Per Lindblom: Svenska anarkister och syndikalister i spanska inbördeskrieget: Korrespondenter och och frivilliga 1936-1939, Federativs Förlag, Stockholm 2022, 700 Seiten, ISBN 9789186474782
In Schweden erschien mit „Svenska anarkister och syndikalister i spanska inbördeskrieget“ (Schwedische Anarchist*innen und Syndikalist*innen im Spanischen Bürgerkrieg) von Per Lindblom ein Buch über Anarcho-Syndikalist*innen, die von Schweden aus nach Spanien gingen, um sich ab 1936 am Kampf gegen Franco und für die Soziale Revolution zu beteiligen.

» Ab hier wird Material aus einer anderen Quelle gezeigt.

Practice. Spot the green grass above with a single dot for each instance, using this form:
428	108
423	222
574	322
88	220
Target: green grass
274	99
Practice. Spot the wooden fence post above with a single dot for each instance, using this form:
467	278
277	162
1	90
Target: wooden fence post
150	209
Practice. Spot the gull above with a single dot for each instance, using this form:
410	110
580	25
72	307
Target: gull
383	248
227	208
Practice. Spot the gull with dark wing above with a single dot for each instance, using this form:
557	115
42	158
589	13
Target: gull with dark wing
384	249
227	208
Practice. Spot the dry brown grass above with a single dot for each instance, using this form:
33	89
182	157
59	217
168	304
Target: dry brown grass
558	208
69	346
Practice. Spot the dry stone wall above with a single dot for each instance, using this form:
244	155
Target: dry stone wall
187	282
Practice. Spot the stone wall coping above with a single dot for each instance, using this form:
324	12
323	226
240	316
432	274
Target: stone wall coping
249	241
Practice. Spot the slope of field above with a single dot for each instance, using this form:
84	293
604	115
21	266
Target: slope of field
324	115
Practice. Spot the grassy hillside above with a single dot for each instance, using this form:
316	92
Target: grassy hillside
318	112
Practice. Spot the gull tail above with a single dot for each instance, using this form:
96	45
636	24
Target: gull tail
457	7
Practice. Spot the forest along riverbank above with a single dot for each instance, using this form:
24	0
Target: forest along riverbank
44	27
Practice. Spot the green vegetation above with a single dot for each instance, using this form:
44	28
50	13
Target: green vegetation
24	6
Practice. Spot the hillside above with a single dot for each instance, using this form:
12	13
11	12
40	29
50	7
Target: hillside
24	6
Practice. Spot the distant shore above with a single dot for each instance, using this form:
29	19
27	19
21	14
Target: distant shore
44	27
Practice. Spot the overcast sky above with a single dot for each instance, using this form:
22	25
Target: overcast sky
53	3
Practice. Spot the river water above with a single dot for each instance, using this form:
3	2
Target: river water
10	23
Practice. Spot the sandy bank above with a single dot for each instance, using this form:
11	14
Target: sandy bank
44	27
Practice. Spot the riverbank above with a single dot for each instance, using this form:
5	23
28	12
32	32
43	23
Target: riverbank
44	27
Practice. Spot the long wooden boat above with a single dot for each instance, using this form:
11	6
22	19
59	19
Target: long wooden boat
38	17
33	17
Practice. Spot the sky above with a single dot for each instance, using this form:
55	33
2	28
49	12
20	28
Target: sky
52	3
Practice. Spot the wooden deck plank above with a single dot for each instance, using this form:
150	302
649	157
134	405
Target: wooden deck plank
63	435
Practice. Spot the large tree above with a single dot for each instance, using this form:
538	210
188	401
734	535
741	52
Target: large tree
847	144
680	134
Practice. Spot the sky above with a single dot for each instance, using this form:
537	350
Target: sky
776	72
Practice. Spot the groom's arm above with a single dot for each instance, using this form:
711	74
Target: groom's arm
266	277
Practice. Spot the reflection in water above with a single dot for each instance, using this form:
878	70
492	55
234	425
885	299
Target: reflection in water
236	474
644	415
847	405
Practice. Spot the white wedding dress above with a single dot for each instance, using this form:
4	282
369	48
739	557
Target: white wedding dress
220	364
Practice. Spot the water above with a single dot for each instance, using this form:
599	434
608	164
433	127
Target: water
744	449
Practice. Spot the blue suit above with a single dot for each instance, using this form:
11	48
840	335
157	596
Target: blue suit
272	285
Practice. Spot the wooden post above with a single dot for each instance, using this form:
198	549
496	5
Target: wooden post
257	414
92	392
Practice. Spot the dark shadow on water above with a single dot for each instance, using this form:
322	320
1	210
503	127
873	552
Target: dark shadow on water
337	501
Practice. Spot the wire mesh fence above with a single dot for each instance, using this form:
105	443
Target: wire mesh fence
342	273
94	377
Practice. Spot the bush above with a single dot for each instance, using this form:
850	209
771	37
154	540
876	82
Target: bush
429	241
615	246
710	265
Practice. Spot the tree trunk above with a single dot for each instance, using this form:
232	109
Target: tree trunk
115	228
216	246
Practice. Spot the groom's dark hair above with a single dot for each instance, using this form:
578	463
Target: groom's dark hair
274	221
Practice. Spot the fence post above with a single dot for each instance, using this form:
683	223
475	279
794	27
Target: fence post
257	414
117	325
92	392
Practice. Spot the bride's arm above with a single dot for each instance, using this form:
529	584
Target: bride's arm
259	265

Im Kapitel „Korrespondent*-
innen im Dienst der Revolution“ stehen die schwedischen Syn
dikalist*innen Margit Manus (1909–1971), Axel Österberg (1911–1968), Rudolf Berner (1907–1977), Maja Funseth (1907–1994) und das Kasseler FAUD-Mitglied Fred Schröder (1904–1984) im Mittelpunkt. Sie arbeiteten 1936 und 1937 für das „Oficina des Information Exteriór de la CNT und FAI“, dem Auswärtigen Informationsbüro der CNT (Confederación Nacional del Trabajo, Konföderation anarchosyndikalistischer Gewerkschaften in Spanien) und der FAI (Federación Anarquista Ibérica, Iberische Anarchistische Föderation).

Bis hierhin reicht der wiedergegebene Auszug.